Marcion preached only a resurrection of the soul

For Marcion does not in any wise admit the resurrection of the flesh, and it is only the salvation of the soul which he promises; consequently the question which he raises is not concerning the sort of body, but the very substance thereof. Notwithstanding, he is most plainly refuted even from what the apostle advances respecting the quality of the body, in answer to those who ask, “How are the dead raised up? with what body do they come?” For as he treated of the sort of body, he of course ipso facto proclaimed in the argument that it was a body which would rise again.

Tertullian
The Five Books Against Marcion, Book V
Chapter X

We are made alive in Christ in the body

Here in the word man, who consists of bodily substance, as we have often shown already, is presented to me the body of Christ.  But if we are all so made alive in Christ, as we die in Adam, it follows of necessity that we are made alive in Christ as a bodily substance, since we died in Adam as a bodily substance. The similarity, indeed, is not complete, unless our revival in Christ concur in identity of substance with our mortality in Adam.

Tertullian
The Five Books Against Marcion, Book V
Chapter IX

Only a body dies so therefore resurrection is of the body, not the soul

Now the body is that which loses life, and as the result of losing it becomes dead. To the body, therefore, the term dead is only suitable. Moreover, as resurrection accrues to what is dead, and dead is a term applicable only to a body, therefore the body alone has a resurrection incidental to it. So again the word Resurrection, or (rising again), embraces only that which has fallen down. “To rise,” indeed, can be predicated of that which has never fallen down, but had already been always lying down. But “to rise again” is predicable only of that which has fallen down; because it is by rising again, in consequence of its having fallen down, that it is said to have re-risen.

Tertullian
The Five Books Against Marcion, Book V
Chapter IX

The soul is cleansed and purified upon death

Undoubtedly, when the soul, by the power of death, is released from its concretion with the flesh, it is by the very release cleansed and purified: it is, moreover, certain that it escapes from the veil of the flesh into open space, to its clear, and pure, and intrinsic light; and then finds itself enjoying its enfranchisement from matter, and by virtue of its liberty it recovers its divinity, as one who awakes out of sleep passes from images to verities.
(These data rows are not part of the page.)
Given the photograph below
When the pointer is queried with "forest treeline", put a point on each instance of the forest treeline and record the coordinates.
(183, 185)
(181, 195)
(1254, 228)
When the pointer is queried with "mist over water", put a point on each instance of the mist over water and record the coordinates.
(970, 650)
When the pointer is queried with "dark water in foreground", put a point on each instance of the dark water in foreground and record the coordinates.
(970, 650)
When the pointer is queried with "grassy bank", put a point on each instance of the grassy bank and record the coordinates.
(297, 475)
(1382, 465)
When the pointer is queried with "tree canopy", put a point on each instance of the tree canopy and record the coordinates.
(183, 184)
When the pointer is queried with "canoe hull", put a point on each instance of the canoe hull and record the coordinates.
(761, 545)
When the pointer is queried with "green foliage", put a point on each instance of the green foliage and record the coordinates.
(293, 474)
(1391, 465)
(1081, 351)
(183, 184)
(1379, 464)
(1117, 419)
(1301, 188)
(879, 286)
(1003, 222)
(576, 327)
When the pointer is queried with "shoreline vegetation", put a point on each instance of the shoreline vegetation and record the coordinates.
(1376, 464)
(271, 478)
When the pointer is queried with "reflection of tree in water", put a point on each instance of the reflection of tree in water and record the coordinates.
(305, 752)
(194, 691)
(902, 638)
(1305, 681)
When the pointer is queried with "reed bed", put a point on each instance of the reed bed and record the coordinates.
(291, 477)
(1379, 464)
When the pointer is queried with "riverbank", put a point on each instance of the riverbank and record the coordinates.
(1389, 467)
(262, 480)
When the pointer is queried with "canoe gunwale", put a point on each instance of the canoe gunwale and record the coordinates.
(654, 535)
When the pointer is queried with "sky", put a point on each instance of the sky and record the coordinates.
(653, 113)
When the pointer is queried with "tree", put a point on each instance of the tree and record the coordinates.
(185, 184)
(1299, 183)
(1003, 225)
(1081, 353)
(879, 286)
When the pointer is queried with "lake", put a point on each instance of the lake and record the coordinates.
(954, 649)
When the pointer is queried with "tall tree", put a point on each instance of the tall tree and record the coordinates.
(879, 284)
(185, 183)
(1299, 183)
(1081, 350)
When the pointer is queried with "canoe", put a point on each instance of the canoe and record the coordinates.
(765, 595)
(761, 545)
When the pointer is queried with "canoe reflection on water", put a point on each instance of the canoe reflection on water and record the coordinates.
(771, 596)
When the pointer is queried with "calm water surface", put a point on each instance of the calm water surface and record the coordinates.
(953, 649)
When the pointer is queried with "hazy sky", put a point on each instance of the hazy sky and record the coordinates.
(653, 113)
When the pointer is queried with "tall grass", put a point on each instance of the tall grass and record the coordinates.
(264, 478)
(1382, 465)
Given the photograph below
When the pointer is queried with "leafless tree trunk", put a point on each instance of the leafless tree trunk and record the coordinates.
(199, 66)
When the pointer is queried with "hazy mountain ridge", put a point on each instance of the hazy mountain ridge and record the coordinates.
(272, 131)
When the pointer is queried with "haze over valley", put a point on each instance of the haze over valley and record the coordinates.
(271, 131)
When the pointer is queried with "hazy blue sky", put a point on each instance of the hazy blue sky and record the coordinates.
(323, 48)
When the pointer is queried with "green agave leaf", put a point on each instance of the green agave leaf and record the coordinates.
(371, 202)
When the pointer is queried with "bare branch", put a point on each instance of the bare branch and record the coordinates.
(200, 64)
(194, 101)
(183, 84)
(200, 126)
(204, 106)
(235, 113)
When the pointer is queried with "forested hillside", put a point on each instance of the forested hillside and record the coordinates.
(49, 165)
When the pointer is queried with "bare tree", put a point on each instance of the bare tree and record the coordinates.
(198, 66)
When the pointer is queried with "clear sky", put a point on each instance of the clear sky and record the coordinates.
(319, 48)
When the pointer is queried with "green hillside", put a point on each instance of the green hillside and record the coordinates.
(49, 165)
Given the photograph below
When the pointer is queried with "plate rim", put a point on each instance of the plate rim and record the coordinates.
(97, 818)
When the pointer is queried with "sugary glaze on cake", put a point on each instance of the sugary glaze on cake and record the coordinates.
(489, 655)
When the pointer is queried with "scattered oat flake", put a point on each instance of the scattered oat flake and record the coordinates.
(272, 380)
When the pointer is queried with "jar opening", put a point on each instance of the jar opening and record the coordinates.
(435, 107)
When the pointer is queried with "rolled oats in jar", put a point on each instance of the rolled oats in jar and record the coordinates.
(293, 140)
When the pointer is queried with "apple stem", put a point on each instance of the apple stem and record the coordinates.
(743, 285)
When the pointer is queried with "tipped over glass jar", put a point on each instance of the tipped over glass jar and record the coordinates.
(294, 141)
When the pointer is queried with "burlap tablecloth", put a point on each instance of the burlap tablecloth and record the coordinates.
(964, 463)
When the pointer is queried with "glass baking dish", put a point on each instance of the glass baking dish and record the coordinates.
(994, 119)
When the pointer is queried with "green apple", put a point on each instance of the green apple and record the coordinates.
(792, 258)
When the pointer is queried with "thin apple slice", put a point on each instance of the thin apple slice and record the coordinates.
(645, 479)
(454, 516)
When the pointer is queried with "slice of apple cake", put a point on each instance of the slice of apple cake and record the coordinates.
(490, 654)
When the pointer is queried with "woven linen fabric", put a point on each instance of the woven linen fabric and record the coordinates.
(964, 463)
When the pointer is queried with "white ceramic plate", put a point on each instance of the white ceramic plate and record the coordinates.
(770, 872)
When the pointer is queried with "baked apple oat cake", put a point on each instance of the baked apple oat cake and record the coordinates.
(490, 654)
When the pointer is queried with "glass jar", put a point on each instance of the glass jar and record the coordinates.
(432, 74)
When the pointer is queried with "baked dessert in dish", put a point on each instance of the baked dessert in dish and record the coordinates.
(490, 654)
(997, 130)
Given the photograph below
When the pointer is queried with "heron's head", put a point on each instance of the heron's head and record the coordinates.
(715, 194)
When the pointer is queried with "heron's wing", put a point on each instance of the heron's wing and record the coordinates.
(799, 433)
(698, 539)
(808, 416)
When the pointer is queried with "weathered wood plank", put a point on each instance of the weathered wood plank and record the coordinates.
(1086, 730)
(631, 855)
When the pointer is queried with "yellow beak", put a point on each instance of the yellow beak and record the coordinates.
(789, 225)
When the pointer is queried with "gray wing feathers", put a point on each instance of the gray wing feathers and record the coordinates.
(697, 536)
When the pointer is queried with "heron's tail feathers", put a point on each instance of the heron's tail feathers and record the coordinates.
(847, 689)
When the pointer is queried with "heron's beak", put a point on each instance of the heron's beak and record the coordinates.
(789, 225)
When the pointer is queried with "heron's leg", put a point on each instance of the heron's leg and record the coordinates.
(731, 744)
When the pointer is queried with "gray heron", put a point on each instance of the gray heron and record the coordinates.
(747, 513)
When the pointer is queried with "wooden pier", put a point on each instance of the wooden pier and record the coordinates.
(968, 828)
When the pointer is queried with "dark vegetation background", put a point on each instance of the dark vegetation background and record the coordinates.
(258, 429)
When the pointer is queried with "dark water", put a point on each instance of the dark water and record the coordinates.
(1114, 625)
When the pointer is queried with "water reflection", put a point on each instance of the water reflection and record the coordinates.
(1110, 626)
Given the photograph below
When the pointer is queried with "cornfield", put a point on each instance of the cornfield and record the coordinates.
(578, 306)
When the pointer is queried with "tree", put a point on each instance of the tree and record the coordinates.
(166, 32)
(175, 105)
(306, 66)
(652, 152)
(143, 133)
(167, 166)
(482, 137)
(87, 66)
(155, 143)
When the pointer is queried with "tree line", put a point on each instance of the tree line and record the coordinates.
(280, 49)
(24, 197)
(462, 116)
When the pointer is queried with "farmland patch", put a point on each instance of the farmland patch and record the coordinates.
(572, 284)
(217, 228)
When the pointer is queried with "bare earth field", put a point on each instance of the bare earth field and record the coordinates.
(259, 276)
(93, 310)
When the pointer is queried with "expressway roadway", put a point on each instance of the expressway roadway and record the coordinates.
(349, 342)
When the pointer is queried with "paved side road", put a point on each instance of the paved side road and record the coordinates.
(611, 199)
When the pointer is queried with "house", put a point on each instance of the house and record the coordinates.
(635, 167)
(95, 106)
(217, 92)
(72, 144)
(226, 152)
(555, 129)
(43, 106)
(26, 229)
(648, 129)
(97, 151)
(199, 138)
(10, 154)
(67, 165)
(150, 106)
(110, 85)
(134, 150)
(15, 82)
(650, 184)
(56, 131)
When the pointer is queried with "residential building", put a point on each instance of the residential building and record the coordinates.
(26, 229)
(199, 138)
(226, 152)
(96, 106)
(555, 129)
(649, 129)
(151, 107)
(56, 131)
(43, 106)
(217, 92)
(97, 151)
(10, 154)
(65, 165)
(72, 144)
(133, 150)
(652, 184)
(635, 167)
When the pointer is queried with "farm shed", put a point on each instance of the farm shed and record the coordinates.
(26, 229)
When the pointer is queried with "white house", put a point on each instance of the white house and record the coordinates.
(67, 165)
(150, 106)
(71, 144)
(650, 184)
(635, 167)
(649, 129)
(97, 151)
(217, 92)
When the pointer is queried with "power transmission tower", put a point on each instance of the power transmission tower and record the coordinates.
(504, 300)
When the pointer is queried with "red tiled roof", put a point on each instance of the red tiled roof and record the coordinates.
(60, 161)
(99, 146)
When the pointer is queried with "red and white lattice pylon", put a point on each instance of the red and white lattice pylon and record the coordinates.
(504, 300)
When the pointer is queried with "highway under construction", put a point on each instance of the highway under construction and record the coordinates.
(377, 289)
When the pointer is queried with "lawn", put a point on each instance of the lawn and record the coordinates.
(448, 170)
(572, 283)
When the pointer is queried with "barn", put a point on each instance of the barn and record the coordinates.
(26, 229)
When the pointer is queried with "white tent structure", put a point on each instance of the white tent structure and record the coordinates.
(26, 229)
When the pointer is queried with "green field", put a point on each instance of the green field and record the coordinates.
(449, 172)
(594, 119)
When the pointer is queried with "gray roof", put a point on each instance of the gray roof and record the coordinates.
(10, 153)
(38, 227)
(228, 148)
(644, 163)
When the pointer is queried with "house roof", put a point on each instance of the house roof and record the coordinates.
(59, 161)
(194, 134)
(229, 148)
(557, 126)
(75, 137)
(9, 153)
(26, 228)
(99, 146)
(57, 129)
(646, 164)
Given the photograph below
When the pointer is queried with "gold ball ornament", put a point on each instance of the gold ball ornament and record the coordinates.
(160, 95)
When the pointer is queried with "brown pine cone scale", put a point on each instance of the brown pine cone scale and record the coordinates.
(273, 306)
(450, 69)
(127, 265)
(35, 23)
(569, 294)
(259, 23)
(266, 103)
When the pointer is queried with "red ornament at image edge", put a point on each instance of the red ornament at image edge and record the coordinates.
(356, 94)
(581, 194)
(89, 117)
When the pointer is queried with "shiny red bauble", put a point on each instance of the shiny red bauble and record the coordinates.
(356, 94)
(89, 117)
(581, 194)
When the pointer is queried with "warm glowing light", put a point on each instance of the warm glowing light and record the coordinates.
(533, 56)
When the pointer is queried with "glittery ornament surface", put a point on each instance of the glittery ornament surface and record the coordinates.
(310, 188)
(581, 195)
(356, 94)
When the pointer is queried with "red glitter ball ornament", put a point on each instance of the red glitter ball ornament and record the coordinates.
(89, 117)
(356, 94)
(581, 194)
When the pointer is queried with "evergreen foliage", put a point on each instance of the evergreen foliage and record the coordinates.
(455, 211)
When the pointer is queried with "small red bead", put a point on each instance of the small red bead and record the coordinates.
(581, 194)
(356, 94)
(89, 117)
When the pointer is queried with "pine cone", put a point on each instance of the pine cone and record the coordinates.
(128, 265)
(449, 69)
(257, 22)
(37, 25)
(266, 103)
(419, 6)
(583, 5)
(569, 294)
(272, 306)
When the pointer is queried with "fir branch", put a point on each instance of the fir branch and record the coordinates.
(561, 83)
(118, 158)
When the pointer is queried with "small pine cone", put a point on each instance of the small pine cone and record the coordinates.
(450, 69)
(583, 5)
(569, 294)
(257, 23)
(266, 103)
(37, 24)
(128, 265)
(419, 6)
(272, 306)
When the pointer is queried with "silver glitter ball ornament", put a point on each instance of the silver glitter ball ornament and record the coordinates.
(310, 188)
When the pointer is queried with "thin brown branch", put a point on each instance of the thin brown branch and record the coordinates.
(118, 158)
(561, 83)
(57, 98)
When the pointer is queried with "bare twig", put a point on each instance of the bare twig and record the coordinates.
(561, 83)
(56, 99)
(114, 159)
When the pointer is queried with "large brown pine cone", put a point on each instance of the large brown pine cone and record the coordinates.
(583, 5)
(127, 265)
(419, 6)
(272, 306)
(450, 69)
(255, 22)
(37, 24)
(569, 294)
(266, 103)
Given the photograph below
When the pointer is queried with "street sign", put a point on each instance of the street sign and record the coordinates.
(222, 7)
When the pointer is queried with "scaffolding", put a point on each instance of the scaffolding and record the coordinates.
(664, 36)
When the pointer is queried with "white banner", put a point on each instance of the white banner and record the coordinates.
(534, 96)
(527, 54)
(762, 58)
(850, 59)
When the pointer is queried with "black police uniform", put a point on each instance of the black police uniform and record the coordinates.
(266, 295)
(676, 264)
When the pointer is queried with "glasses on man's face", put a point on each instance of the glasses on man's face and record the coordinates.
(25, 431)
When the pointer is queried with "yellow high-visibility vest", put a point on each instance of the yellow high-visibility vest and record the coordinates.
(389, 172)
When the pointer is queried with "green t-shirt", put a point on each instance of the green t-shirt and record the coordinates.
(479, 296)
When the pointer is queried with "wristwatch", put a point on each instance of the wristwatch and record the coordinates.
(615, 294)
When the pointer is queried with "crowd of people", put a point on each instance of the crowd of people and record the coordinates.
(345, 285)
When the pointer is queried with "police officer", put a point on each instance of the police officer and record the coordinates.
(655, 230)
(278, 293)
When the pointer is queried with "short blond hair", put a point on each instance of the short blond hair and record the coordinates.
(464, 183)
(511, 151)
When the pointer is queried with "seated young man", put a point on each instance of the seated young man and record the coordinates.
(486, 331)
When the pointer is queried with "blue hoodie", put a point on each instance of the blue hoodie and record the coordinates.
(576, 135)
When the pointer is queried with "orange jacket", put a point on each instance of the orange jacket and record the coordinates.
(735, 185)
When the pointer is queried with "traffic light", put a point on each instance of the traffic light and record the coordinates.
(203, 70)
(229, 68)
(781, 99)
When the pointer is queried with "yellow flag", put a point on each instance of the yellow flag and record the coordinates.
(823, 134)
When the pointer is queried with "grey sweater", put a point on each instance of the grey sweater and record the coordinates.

Then it tells out what it sees; then it exults or it fears, according as it finds what lodging is prepared for it, as soon as it sees the very angel’s face, that arraigner of souls, the Mercury of the poets.

Tertullian
A Treatise on the Soul
Chapter LIII

Man is not totally depraved because the image of God is not lost

For, as we have said before, the corruption of our nature is another nature having a god and father of its own, namely the author of (that) corruption.  Still there is a portion of good in the soul, of that original, divine, and genuine good, which is its proper nature.  For that which is derived from God is rather obscured than extinguished. It can be obscured, indeed, because it is not God; extinguished, however, it cannot be, because it comes from God. As therefore light, when intercepted by an opaque body, still remains, although it is not apparent, by reason of the interposition of so dense a body; so likewise the good in the soul, being weighed down by the evil, is, owing to the obscuring character thereof, either not seen at all, its light being wholly hidden, or else only a stray beam is there visible where it struggles through by an accidental outlet. Thus some men are very bad, and some very good; but yet the souls of all form but one genus: even in the worst there is something good, and in the best there is something bad. For God alone is without sin; and the only man without sin is Christ, since Christ is also God.

Tertullian
A Treatise on the Soul
Chapter XLI

Men’s souls return to their bodies to be judged

Accordingly, God’s judgment will be more full and complete, because it will be pronounced at the very last, in an eternal irrevocable sentence, both of punishment and of consolation, (on men whose) souls are not to transmigrate into beasts, but are to return into their own proper bodies. And all this once for all, and on “that day, too, of which the Father only knoweth;” (only knoweth,) in order that by her trembling expectation faith may make full trial of her anxious sincerity, keeping her gaze ever fixed on that day, in her perpetual ignorance of it, daily fearing that for which she yet daily hopes.

Tertullian
A Treatise on the Soul
Chapter XXXIII

The soul is created simultaneously with the body

How, then, is a living being conceived? Is the substance of both body and soul formed together at one and the same time? Or does one of them precede the other in natural formation? We indeed maintain that both are conceived, and formed, and perfectly simultaneously, as well as born together; and that not a moment’s interval occurs in their conception, so that, a prior place can be assigned to either.